Hacke remained active after the war, but here comes anothet twist: “One of the dark and dangerous in Hacke is the famous SS Colonel Skorzeny who presently lives in Madrid and also works for the Spanish IS (intelligence service). Skorzeny was under active development by Abakumow as early as 1942 …

Skorzeny was finally recruited as a collaborator of Abakumow in the middle of 1944” Abakumow being a Soviet intelligence General. His plan was to exploit ex-Nazi officials and agents settled in the Americas. The author of the document to be fair states that it is unclear whether Abakumow succeeded in his plans, and looks for other clues to confirm Skorzeny’s allegiance to the KGB. One of these clues is that Skorzeny was very close to another ex-Nazi operative, Karl Rudl. The two had been tasked with a secret mission by the Vatican to smuggle a Hungarian Cardinal out of prison. Rudl was actually an agent of Abakumow, who had intentions to hijack the prison escape to have the Cardinal shot. Rudl smelled a rat – he was probably going to get shot, too, while Abakumow would leave Skorzeny alive. And so, he aborted the operation.

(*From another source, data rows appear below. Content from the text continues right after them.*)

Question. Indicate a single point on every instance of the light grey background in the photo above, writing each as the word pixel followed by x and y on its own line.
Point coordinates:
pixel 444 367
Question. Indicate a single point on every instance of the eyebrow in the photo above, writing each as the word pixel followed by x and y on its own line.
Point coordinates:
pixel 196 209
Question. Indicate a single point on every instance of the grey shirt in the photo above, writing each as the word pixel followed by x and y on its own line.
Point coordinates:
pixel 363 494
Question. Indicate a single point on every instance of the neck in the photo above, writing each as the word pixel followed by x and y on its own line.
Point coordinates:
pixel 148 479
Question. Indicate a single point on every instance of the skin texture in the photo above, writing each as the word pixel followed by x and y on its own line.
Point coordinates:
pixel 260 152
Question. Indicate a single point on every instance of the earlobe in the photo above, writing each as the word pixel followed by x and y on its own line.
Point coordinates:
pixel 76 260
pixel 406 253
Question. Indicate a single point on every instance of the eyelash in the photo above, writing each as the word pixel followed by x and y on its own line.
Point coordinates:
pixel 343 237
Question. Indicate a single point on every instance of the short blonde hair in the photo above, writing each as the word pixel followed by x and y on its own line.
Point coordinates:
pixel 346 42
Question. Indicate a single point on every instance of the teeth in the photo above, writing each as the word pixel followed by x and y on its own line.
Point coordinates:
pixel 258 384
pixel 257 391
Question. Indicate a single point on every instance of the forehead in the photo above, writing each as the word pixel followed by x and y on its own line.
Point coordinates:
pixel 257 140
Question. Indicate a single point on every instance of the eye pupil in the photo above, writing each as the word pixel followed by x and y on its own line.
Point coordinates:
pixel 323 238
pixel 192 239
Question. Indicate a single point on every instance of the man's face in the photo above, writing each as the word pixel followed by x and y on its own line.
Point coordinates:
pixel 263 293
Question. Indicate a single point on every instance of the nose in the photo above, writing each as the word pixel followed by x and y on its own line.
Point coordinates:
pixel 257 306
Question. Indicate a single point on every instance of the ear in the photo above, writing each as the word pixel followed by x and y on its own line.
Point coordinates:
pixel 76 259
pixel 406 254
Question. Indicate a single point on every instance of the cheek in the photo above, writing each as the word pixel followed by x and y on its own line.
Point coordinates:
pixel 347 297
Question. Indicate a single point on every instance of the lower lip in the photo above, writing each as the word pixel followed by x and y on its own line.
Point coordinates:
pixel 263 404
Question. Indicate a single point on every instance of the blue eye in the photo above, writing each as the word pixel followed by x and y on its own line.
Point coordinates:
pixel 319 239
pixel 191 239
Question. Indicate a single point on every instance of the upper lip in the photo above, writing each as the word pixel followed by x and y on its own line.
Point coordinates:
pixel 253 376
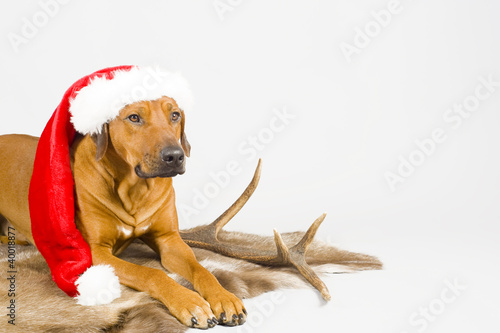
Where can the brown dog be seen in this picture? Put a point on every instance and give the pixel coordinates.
(124, 191)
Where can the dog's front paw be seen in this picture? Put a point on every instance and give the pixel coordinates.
(228, 309)
(192, 310)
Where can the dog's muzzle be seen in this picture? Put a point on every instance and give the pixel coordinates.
(171, 163)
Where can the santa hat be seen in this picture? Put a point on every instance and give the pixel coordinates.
(86, 106)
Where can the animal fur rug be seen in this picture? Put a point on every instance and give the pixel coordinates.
(42, 307)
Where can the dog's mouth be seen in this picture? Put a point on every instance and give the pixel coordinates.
(168, 173)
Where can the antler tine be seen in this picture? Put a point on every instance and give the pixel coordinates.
(283, 252)
(304, 243)
(225, 217)
(296, 257)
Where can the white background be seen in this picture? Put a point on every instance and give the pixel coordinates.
(353, 121)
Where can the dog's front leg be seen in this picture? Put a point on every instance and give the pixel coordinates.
(178, 257)
(186, 305)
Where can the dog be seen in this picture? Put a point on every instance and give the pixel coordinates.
(123, 191)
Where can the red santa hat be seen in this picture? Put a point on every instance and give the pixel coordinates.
(86, 106)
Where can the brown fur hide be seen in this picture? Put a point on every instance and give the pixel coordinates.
(42, 307)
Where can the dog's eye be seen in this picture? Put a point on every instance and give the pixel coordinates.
(175, 116)
(134, 118)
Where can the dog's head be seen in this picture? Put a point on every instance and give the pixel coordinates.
(149, 136)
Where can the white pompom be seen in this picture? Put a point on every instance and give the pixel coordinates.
(98, 285)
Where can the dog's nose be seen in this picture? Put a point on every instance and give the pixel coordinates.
(172, 156)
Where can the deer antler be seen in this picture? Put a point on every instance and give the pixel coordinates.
(205, 237)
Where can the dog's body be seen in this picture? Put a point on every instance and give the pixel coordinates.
(124, 191)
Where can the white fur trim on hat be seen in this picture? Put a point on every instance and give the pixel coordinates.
(101, 100)
(98, 285)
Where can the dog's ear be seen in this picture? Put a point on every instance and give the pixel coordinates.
(184, 142)
(101, 141)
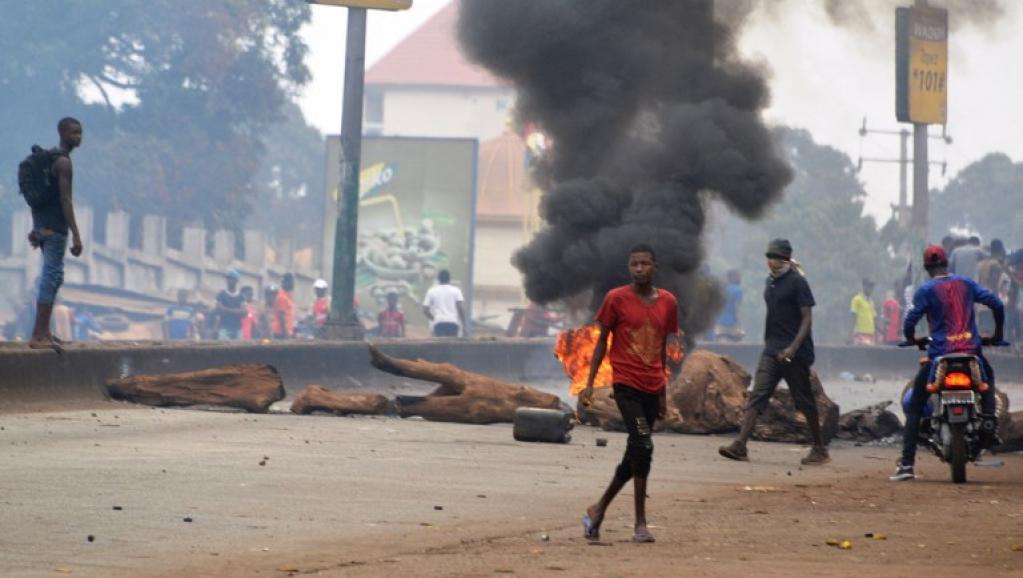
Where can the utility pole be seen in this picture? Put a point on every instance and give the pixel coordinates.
(921, 191)
(921, 90)
(901, 212)
(343, 322)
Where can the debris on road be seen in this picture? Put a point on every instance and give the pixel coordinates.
(317, 398)
(461, 397)
(253, 387)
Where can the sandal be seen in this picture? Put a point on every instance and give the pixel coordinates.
(643, 537)
(590, 531)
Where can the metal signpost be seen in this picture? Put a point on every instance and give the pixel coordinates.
(343, 322)
(921, 88)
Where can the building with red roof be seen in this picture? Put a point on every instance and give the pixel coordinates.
(426, 86)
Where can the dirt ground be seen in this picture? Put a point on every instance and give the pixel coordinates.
(929, 528)
(400, 497)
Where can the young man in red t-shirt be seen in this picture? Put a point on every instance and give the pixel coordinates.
(641, 318)
(391, 320)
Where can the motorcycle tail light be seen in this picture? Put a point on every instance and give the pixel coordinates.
(958, 380)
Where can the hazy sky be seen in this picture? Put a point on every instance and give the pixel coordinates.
(824, 78)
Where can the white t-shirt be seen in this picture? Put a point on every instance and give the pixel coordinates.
(442, 302)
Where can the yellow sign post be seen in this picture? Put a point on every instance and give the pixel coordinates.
(922, 69)
(370, 4)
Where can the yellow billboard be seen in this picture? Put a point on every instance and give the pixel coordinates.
(923, 76)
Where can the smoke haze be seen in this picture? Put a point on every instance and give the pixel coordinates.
(651, 110)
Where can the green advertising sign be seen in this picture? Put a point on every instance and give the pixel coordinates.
(416, 217)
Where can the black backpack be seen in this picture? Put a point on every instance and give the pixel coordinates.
(36, 178)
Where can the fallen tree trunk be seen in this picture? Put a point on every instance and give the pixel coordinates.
(709, 397)
(461, 396)
(252, 387)
(781, 421)
(706, 398)
(316, 398)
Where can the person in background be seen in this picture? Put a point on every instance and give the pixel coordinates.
(864, 315)
(86, 326)
(321, 305)
(391, 321)
(992, 274)
(443, 306)
(728, 326)
(179, 320)
(264, 316)
(283, 309)
(964, 260)
(891, 319)
(249, 319)
(229, 309)
(50, 226)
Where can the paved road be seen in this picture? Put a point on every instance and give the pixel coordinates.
(324, 481)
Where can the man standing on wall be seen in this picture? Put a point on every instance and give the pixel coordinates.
(788, 353)
(230, 309)
(641, 318)
(50, 224)
(444, 306)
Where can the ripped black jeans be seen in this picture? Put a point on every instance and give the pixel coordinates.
(638, 410)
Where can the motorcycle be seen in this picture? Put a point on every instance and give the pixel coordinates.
(955, 430)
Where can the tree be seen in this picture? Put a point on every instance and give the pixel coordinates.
(175, 96)
(823, 216)
(291, 181)
(985, 197)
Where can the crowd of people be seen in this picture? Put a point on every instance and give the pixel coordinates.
(236, 314)
(990, 266)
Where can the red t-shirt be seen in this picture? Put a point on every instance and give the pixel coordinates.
(893, 314)
(638, 329)
(392, 323)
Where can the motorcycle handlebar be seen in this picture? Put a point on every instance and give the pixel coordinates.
(919, 343)
(989, 342)
(922, 343)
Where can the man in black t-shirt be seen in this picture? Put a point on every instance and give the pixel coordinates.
(788, 353)
(230, 309)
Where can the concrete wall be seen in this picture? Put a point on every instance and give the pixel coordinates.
(38, 376)
(151, 268)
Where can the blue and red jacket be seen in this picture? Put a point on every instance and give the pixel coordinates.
(947, 302)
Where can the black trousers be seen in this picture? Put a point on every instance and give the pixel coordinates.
(639, 411)
(796, 373)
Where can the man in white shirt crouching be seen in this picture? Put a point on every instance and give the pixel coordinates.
(443, 306)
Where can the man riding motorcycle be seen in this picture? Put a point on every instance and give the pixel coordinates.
(948, 303)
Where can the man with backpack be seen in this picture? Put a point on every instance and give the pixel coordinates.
(45, 181)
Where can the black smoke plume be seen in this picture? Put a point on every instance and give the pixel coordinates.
(651, 112)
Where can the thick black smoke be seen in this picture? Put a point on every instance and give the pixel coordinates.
(650, 110)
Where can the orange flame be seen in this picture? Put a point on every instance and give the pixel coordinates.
(574, 349)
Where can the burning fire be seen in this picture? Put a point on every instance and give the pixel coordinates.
(574, 349)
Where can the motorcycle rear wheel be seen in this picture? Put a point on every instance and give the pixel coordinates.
(958, 453)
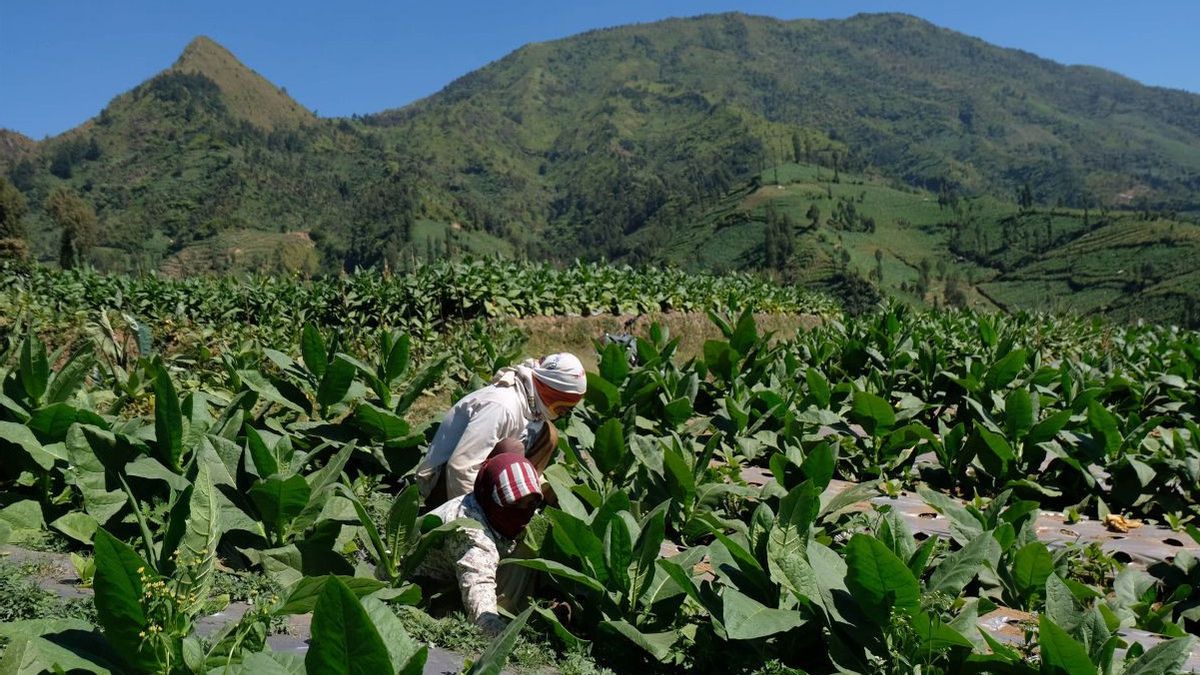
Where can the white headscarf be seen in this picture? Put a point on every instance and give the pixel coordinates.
(563, 372)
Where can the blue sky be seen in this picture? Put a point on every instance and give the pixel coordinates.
(63, 60)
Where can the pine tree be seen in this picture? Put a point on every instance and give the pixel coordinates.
(78, 223)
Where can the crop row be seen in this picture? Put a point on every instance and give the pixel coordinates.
(293, 461)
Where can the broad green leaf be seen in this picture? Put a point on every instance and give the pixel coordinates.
(1164, 657)
(613, 364)
(19, 436)
(345, 641)
(1104, 426)
(280, 500)
(819, 387)
(34, 368)
(78, 526)
(312, 348)
(1005, 370)
(118, 585)
(382, 424)
(880, 580)
(168, 418)
(401, 647)
(873, 412)
(575, 538)
(30, 655)
(610, 446)
(1018, 413)
(961, 566)
(747, 619)
(1048, 428)
(557, 569)
(1061, 655)
(618, 553)
(336, 382)
(303, 596)
(1031, 567)
(655, 644)
(491, 662)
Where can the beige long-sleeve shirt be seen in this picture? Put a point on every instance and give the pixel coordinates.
(472, 557)
(469, 431)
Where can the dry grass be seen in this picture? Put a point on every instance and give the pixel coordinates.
(576, 334)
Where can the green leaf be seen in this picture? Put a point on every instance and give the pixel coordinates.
(30, 655)
(787, 539)
(961, 566)
(336, 382)
(343, 638)
(382, 424)
(618, 553)
(402, 650)
(819, 387)
(280, 500)
(35, 369)
(21, 436)
(118, 585)
(1005, 370)
(303, 597)
(745, 334)
(613, 364)
(557, 569)
(1104, 426)
(78, 526)
(610, 446)
(397, 359)
(1048, 428)
(265, 463)
(421, 383)
(1164, 657)
(655, 644)
(880, 580)
(312, 348)
(873, 412)
(575, 538)
(54, 420)
(70, 377)
(1061, 655)
(168, 419)
(747, 619)
(1031, 567)
(601, 394)
(491, 662)
(1018, 413)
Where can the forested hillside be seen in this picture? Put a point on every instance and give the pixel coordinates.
(628, 143)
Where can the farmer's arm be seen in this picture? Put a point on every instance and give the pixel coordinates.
(490, 423)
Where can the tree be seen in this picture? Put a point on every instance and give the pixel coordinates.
(814, 215)
(12, 228)
(78, 223)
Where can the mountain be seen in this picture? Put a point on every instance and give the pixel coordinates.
(246, 94)
(640, 143)
(883, 93)
(13, 148)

To recap, from the 1940s to the 1960s Otto Skorzeny was

A commando for the Waffen SS

A possible double-agent for the Soviets

A member of the neo-Nazi ring ‘HACKE’

An agent of Franco’s intelligence

A hitman for the Mossad

A possible informant to the US CIC

An operative for the Vatican

As you can see, our initial question ‘did Skorzeny work for the CIA?’ seems irrelevant now. The answer is probably, no. If anything, his calendar was too full to fit them in.

In his later years, Otto Skorzeny fell ill from lung cancer as he loved to smoke cigarettes. On July 5, 1975 he died in Madrid at the age of 67. He had two funerals, one in Madrid, and the other at his family plot in Vienna. At both, he received full National Socialist honours, with veterans giving him the Roman salute and singing some of Hitler’s favourite songs.